Es que la noche arrancó tranquila, con Drexler entonando a capella “Al otro lado del río”, y en lucha permanente con el sonido para desgranar canciones tan bellas como “Guitarra y vos”, “La milonga del moro judío”, “Deseo” y “Todo se transforma”. Fueron apenas cuarenta minutos frente a un público que recién empieza a conocerlo, pero dejó una semilla que seguramente dará frutos. La hora de espera antes del cubano calentó un poco los ánimos, pero bastó que Silvio ganara el escenario para que estallara eso que se venía cultivando en años y años de espera. Y él respondió con los clásicos que un público ya arengadísimo, ondeando banderas del Che, obligaba a repasar: “Playa Girón”, “La gota de rocío”, “Sueño con serpientes”, “Pequeña serenata diurna”... cada tema era un estallido, y ese estallido se tradujo en turbulencia: el bajo sonido, la visión de un amplio lugar vacío en la “zona VIP”, condujo a una oleada de presión sobre las vallas que dio resultado. Pero no con ánimo de disturbio sino de disfrute: para cuando el cantor liquidó la faena con “La maza” y “Ojalá”, la multitud no pensaba en arrasar con el sector privilegiado sino en enjugarse las lágrimas.

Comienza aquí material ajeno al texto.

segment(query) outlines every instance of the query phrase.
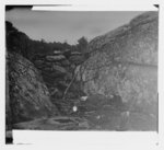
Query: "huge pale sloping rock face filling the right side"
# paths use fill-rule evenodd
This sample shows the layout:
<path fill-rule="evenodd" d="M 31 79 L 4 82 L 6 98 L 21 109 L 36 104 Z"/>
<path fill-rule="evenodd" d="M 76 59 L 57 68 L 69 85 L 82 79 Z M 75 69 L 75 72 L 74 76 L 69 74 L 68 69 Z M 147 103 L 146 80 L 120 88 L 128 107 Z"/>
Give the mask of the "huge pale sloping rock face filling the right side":
<path fill-rule="evenodd" d="M 91 41 L 91 57 L 75 70 L 84 92 L 119 95 L 128 111 L 156 118 L 157 24 L 157 12 L 147 12 Z"/>

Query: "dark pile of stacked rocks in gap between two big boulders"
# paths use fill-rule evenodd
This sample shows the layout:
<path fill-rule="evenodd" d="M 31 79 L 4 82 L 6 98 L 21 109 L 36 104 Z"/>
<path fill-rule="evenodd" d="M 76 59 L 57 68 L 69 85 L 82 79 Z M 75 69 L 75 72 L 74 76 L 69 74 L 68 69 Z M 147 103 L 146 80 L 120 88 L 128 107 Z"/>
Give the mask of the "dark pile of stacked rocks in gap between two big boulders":
<path fill-rule="evenodd" d="M 63 97 L 65 91 L 73 80 L 75 67 L 84 60 L 83 54 L 69 49 L 55 50 L 52 54 L 35 57 L 34 65 L 42 72 L 52 103 Z M 73 81 L 66 96 L 69 99 L 78 96 L 78 91 L 80 91 L 79 85 Z"/>

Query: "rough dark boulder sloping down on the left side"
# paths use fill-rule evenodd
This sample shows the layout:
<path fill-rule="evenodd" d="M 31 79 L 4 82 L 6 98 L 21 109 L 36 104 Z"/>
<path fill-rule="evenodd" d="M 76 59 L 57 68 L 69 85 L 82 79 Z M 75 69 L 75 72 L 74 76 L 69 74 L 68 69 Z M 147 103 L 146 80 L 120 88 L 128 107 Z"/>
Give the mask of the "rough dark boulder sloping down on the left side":
<path fill-rule="evenodd" d="M 49 91 L 40 73 L 31 61 L 19 54 L 9 53 L 7 65 L 7 112 L 10 112 L 7 117 L 11 116 L 12 124 L 58 113 L 49 100 Z"/>

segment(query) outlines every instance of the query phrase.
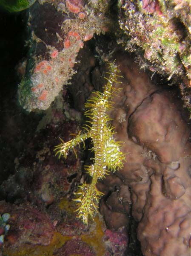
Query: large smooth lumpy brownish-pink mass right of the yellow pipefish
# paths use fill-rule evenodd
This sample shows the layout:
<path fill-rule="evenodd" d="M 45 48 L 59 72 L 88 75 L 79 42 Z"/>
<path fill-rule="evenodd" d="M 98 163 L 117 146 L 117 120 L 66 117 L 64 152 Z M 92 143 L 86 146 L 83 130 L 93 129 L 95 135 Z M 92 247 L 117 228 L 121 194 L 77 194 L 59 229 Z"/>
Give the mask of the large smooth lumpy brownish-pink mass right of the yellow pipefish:
<path fill-rule="evenodd" d="M 111 177 L 100 183 L 109 191 L 101 212 L 109 227 L 119 228 L 128 224 L 124 209 L 131 211 L 145 256 L 189 256 L 191 143 L 181 102 L 176 90 L 152 84 L 131 58 L 117 63 L 123 90 L 111 115 L 128 155 L 112 183 Z"/>

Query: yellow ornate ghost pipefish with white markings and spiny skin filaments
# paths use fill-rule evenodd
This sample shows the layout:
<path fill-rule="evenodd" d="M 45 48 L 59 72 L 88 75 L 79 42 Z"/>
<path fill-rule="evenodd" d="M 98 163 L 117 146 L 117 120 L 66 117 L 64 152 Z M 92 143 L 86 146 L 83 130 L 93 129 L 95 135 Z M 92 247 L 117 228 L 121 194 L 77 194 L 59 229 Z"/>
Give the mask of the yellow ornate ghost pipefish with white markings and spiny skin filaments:
<path fill-rule="evenodd" d="M 85 116 L 89 119 L 86 121 L 84 129 L 86 132 L 79 133 L 77 137 L 66 143 L 62 141 L 57 145 L 55 150 L 59 157 L 63 155 L 67 157 L 67 152 L 74 146 L 83 143 L 87 138 L 91 138 L 93 142 L 92 151 L 94 151 L 93 164 L 86 166 L 86 171 L 92 177 L 91 184 L 83 183 L 79 186 L 79 192 L 76 193 L 77 198 L 74 201 L 78 202 L 77 217 L 81 218 L 85 224 L 88 224 L 88 215 L 93 218 L 93 214 L 97 211 L 99 199 L 103 196 L 97 187 L 97 180 L 103 179 L 110 171 L 115 172 L 123 168 L 125 154 L 120 151 L 121 143 L 114 139 L 114 128 L 109 125 L 111 119 L 108 116 L 108 110 L 112 108 L 112 98 L 117 94 L 118 90 L 113 87 L 114 82 L 120 76 L 117 75 L 119 70 L 114 63 L 110 63 L 109 78 L 105 78 L 107 83 L 103 93 L 98 91 L 93 93 L 91 99 L 88 99 L 85 104 Z M 74 149 L 75 152 L 75 149 Z"/>

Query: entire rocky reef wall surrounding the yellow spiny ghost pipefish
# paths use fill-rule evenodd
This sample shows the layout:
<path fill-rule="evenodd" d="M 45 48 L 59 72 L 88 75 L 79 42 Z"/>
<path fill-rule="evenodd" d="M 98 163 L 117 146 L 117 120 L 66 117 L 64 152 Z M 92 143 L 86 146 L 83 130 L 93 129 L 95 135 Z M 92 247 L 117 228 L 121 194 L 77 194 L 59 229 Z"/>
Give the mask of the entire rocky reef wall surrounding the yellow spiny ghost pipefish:
<path fill-rule="evenodd" d="M 31 113 L 15 89 L 2 94 L 0 214 L 10 230 L 1 229 L 0 253 L 191 254 L 190 9 L 186 0 L 41 0 L 26 11 L 18 95 Z M 99 180 L 104 221 L 86 227 L 72 199 L 91 182 L 91 141 L 77 159 L 58 161 L 54 146 L 83 128 L 84 104 L 103 92 L 114 60 L 123 78 L 108 114 L 126 162 Z"/>

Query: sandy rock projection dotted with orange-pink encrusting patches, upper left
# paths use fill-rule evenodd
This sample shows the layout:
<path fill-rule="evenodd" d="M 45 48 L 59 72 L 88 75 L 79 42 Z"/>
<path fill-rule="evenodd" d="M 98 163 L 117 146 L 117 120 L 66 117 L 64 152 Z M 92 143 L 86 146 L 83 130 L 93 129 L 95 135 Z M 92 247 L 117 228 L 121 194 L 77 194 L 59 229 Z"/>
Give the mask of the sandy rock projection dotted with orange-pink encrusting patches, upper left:
<path fill-rule="evenodd" d="M 112 24 L 105 14 L 91 15 L 82 0 L 66 0 L 66 5 L 59 1 L 45 2 L 35 11 L 30 10 L 31 42 L 36 46 L 31 48 L 29 59 L 34 67 L 27 71 L 29 74 L 21 81 L 18 92 L 20 104 L 28 111 L 45 110 L 50 106 L 75 73 L 73 68 L 83 41 L 90 40 L 94 33 L 104 33 L 102 28 Z M 68 15 L 70 19 L 66 19 Z M 44 101 L 39 100 L 42 92 L 34 89 L 41 83 L 44 90 L 51 91 Z M 31 92 L 26 93 L 26 87 Z"/>

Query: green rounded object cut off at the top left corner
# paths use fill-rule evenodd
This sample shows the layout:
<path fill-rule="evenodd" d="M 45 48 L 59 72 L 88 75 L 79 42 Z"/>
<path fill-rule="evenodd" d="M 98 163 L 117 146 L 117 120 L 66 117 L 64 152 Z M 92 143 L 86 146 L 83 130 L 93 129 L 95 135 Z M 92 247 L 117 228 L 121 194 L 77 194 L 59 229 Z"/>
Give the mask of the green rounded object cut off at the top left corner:
<path fill-rule="evenodd" d="M 0 0 L 0 9 L 20 12 L 32 6 L 36 0 Z"/>

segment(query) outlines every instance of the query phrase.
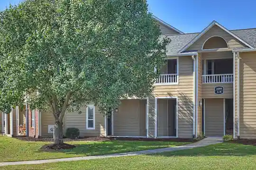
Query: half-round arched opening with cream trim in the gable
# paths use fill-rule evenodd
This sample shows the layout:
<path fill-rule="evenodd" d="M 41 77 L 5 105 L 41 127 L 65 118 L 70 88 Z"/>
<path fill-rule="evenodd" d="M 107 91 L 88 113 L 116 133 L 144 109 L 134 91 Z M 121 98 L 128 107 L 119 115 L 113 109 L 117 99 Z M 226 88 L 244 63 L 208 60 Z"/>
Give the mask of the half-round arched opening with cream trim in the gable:
<path fill-rule="evenodd" d="M 202 45 L 202 50 L 229 48 L 226 40 L 220 36 L 211 36 Z"/>

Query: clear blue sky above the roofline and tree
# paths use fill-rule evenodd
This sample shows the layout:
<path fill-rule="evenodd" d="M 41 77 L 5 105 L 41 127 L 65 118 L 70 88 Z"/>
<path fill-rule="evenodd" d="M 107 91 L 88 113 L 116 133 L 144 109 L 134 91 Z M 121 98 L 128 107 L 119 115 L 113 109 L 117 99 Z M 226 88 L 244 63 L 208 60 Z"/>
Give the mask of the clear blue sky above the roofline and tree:
<path fill-rule="evenodd" d="M 185 33 L 216 20 L 229 30 L 256 28 L 256 0 L 147 0 L 149 11 Z M 20 0 L 0 0 L 0 10 Z"/>

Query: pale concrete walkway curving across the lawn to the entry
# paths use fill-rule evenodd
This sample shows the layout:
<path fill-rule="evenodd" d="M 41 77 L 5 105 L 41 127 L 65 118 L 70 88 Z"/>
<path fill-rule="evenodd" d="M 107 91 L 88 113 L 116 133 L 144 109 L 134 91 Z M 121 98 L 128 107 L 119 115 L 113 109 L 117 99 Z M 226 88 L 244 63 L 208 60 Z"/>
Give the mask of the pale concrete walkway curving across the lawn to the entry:
<path fill-rule="evenodd" d="M 218 144 L 218 143 L 221 143 L 221 142 L 222 142 L 221 137 L 207 137 L 207 138 L 205 138 L 201 141 L 198 141 L 196 143 L 186 144 L 186 145 L 183 145 L 183 146 L 174 146 L 174 147 L 168 147 L 168 148 L 152 149 L 152 150 L 136 151 L 136 152 L 128 152 L 128 153 L 115 153 L 115 154 L 96 155 L 96 156 L 83 156 L 83 157 L 74 157 L 74 158 L 60 158 L 60 159 L 36 160 L 36 161 L 0 162 L 0 166 L 53 163 L 53 162 L 59 162 L 59 161 L 81 161 L 81 160 L 113 158 L 113 157 L 121 157 L 121 156 L 136 156 L 136 155 L 142 155 L 142 154 L 163 153 L 163 152 L 179 151 L 179 150 L 184 150 L 184 149 L 192 149 L 192 148 L 195 148 L 195 147 L 207 146 L 207 145 L 210 145 L 210 144 Z"/>

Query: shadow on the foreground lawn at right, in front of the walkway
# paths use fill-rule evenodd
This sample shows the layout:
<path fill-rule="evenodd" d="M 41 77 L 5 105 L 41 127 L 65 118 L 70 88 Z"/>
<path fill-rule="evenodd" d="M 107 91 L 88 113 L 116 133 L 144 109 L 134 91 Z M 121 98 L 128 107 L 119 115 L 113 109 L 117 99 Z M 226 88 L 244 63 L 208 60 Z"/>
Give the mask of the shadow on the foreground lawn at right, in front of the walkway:
<path fill-rule="evenodd" d="M 152 156 L 247 156 L 256 155 L 256 146 L 243 144 L 214 144 L 174 152 L 150 154 Z"/>

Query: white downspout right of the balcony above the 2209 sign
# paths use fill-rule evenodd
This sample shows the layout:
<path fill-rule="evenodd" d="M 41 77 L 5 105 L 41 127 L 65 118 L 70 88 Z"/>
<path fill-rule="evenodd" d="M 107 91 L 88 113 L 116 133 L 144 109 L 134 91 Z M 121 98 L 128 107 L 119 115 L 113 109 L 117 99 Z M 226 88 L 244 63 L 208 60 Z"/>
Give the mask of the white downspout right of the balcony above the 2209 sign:
<path fill-rule="evenodd" d="M 233 53 L 233 138 L 236 137 L 236 52 Z"/>

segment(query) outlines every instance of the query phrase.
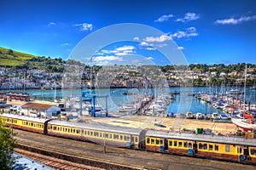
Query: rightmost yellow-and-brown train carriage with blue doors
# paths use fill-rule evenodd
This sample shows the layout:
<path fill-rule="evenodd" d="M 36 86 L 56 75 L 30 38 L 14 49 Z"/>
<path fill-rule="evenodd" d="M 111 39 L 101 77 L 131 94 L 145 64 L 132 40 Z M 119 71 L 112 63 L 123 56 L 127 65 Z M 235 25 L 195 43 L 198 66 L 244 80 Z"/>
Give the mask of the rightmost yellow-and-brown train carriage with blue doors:
<path fill-rule="evenodd" d="M 201 156 L 229 161 L 254 162 L 256 139 L 148 130 L 147 150 Z"/>

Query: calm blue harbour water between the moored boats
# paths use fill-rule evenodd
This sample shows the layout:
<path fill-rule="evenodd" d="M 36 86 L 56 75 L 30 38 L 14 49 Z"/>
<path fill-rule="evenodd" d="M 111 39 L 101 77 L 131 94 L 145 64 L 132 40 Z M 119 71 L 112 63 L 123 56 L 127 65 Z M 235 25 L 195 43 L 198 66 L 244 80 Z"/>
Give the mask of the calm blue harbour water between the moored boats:
<path fill-rule="evenodd" d="M 130 93 L 130 95 L 124 95 L 124 92 Z M 230 88 L 224 88 L 224 91 L 230 90 Z M 168 107 L 168 112 L 173 113 L 186 113 L 191 111 L 192 113 L 210 113 L 210 105 L 202 102 L 201 100 L 196 99 L 193 96 L 189 96 L 189 94 L 195 94 L 197 92 L 222 92 L 222 88 L 161 88 L 161 89 L 148 89 L 142 90 L 137 88 L 126 89 L 126 88 L 104 88 L 104 89 L 96 89 L 96 94 L 98 96 L 106 96 L 108 95 L 108 111 L 117 111 L 121 105 L 125 105 L 131 103 L 139 94 L 168 94 L 169 92 L 177 91 L 180 94 L 175 95 L 176 100 L 174 100 Z M 243 92 L 243 88 L 240 89 Z M 57 99 L 61 99 L 63 97 L 80 97 L 81 90 L 26 90 L 26 93 L 30 94 L 31 98 L 34 99 L 42 99 L 48 101 L 54 101 L 55 94 Z M 247 88 L 246 99 L 247 102 L 251 102 L 252 104 L 256 104 L 256 90 L 251 90 Z M 239 95 L 239 98 L 243 100 L 243 94 Z M 97 98 L 96 103 L 106 107 L 106 99 L 105 98 Z M 212 112 L 218 112 L 214 108 L 212 108 Z"/>

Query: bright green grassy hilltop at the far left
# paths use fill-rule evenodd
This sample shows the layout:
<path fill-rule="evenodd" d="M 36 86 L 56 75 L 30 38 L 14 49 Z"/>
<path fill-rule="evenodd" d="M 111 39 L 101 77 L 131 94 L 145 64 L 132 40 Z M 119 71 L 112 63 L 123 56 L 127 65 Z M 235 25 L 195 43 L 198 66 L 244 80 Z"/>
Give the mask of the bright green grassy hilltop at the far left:
<path fill-rule="evenodd" d="M 32 54 L 25 54 L 8 48 L 0 48 L 0 66 L 23 66 L 30 59 L 38 58 Z"/>

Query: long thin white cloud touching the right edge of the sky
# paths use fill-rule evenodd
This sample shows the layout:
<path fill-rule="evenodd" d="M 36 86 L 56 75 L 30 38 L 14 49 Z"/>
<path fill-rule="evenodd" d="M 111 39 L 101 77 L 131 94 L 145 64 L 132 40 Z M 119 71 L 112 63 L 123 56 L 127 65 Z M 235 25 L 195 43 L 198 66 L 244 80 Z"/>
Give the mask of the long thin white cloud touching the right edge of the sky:
<path fill-rule="evenodd" d="M 220 25 L 237 25 L 241 24 L 242 22 L 250 21 L 250 20 L 256 20 L 256 14 L 252 16 L 241 16 L 240 18 L 230 18 L 230 19 L 224 19 L 224 20 L 216 20 L 215 24 Z"/>

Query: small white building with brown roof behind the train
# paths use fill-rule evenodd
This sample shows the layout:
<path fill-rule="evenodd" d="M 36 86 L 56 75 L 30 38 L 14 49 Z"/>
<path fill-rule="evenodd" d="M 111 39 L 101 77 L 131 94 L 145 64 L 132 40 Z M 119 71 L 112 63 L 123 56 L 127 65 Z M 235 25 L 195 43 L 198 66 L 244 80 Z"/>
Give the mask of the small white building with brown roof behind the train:
<path fill-rule="evenodd" d="M 25 105 L 21 105 L 22 113 L 26 116 L 56 116 L 61 112 L 61 108 L 52 104 L 41 104 L 29 102 Z"/>

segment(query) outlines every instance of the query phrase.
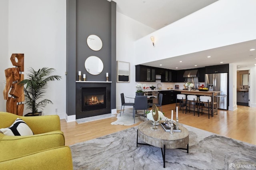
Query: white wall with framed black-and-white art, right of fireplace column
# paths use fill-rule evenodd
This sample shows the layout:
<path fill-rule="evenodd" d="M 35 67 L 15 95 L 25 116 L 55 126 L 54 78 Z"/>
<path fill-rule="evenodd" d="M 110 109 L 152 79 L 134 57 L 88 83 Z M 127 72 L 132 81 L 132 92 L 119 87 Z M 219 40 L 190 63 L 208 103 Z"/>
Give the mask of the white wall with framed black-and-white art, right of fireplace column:
<path fill-rule="evenodd" d="M 116 109 L 121 108 L 120 93 L 135 95 L 134 42 L 155 30 L 119 12 L 116 13 L 116 60 L 130 63 L 130 83 L 116 83 Z M 125 98 L 126 102 L 134 102 Z M 126 107 L 128 108 L 128 107 Z"/>

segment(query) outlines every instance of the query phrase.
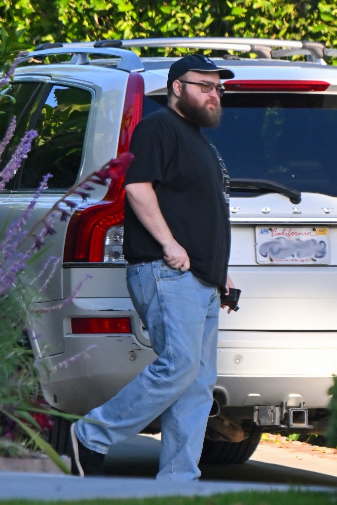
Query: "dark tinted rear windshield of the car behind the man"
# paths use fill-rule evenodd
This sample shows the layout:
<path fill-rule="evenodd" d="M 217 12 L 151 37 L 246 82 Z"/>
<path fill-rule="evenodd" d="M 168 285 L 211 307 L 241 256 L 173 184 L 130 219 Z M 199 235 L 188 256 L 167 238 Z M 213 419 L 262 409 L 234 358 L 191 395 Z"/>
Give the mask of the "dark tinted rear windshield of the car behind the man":
<path fill-rule="evenodd" d="M 301 192 L 337 196 L 337 97 L 225 93 L 221 101 L 220 127 L 204 133 L 220 151 L 231 178 L 268 179 Z M 163 97 L 147 97 L 145 114 L 164 105 Z"/>

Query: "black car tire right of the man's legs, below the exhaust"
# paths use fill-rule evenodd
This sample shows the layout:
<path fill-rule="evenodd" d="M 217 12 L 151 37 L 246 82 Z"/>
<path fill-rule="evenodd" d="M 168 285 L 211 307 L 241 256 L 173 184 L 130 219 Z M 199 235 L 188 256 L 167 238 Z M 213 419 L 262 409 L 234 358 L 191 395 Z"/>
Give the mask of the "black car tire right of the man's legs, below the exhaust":
<path fill-rule="evenodd" d="M 200 459 L 201 465 L 245 463 L 259 445 L 262 430 L 254 426 L 242 442 L 216 441 L 206 438 Z"/>

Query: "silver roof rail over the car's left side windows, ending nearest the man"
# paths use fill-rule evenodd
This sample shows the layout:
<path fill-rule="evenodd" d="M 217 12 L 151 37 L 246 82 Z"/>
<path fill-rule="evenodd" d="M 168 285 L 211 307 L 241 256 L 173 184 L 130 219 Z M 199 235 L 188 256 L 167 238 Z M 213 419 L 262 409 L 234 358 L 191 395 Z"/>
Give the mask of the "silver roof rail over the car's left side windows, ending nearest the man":
<path fill-rule="evenodd" d="M 117 68 L 126 72 L 141 72 L 144 66 L 139 57 L 128 49 L 115 47 L 121 45 L 120 41 L 98 41 L 98 42 L 69 42 L 65 44 L 40 44 L 35 51 L 31 51 L 27 56 L 23 56 L 20 62 L 27 60 L 42 60 L 54 55 L 72 55 L 69 63 L 73 65 L 84 65 L 89 63 L 89 55 L 110 56 L 119 58 Z"/>

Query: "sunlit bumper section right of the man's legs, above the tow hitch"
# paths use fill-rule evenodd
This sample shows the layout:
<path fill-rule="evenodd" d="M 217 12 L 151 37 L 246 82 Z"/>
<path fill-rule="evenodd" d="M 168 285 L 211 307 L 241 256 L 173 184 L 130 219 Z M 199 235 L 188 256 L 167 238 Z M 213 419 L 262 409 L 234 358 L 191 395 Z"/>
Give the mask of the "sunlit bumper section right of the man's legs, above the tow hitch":
<path fill-rule="evenodd" d="M 326 408 L 336 373 L 336 332 L 219 332 L 217 385 L 227 405 Z"/>

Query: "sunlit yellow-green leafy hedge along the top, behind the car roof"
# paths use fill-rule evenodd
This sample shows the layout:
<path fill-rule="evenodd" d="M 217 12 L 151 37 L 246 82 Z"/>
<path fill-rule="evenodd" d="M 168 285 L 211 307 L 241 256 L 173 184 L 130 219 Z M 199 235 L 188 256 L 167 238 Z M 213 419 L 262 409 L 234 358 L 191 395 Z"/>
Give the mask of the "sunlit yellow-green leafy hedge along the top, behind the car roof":
<path fill-rule="evenodd" d="M 30 45 L 208 35 L 310 39 L 334 46 L 336 14 L 329 0 L 0 0 L 0 22 L 16 26 L 20 41 Z"/>

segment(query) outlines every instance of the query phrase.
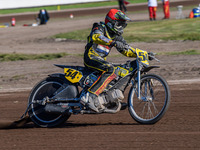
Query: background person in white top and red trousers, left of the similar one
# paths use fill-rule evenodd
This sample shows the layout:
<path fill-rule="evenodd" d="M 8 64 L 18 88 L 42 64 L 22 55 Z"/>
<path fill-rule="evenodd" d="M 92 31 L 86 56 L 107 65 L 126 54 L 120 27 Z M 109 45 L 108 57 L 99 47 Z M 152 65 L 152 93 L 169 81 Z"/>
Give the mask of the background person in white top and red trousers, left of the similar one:
<path fill-rule="evenodd" d="M 157 0 L 148 0 L 149 19 L 156 20 Z"/>

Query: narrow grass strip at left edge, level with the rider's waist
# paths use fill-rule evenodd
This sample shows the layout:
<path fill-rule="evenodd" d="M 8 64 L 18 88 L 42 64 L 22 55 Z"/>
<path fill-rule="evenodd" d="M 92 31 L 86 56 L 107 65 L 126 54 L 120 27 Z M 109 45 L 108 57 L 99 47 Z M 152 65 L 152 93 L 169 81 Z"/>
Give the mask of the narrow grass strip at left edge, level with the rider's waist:
<path fill-rule="evenodd" d="M 67 53 L 55 54 L 0 54 L 0 62 L 3 61 L 18 61 L 18 60 L 51 60 L 67 56 Z"/>

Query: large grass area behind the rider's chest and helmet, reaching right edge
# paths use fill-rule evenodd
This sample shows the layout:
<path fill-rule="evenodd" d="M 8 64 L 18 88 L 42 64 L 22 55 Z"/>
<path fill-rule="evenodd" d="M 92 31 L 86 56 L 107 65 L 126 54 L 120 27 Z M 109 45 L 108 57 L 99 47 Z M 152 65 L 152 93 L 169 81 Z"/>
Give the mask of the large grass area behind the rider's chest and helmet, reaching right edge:
<path fill-rule="evenodd" d="M 57 34 L 53 38 L 86 40 L 89 29 Z M 81 33 L 81 34 L 80 34 Z M 157 42 L 160 40 L 200 40 L 200 20 L 161 20 L 130 22 L 124 30 L 123 37 L 128 42 Z"/>

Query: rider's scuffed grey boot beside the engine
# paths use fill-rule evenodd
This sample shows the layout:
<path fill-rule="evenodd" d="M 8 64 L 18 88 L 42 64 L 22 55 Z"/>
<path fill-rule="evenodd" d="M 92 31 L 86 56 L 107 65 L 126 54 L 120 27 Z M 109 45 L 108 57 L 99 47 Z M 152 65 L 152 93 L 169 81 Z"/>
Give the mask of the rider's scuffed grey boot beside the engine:
<path fill-rule="evenodd" d="M 90 109 L 92 109 L 95 112 L 99 112 L 98 108 L 95 106 L 97 99 L 98 98 L 95 94 L 87 92 L 81 97 L 80 103 L 83 105 L 87 105 Z"/>

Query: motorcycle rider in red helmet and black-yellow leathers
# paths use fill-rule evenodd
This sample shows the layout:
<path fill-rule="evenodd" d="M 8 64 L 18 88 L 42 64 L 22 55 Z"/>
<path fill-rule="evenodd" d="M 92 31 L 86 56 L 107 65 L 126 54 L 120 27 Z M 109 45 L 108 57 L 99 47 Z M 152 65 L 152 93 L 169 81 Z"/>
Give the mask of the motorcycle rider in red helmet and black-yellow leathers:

El fanatismo por Silvio llevó a que hubiera un pequeño éxodo, pero los que quedaron demostraron un fanatismo notable. Y León, como de costumbre, pagó con creces: primero puso su carrera en perspectiva con clásicos tan añejos como “El fantasma de Canterville”, “Todos los caballos blancos”, “La mamá de Jimmy” y “La rata Laly”, después inoculó una tremenda dosis de folklore argentino con “Carito” y “Cachito, el campeón de Corrientes”, revisitó clásicos más enérgicos como “Orozco” y “Los Salieris de Charly” y finalmente dejó claro por qué es tan cantor como militante encendiendo a la multitud con “La memoria”, “La cigarra”, “De igual a igual”, “Bandidos rurales” y “El ángel de la bicicleta”. Cuando retornó para erizar la piel de todos con su “Cinco siglos igual” a capella y el himno “Sólo le pido a Dios”, Medellín se sumergía en una medianoche feliz, en la que el Congreso se había convertido en pura música.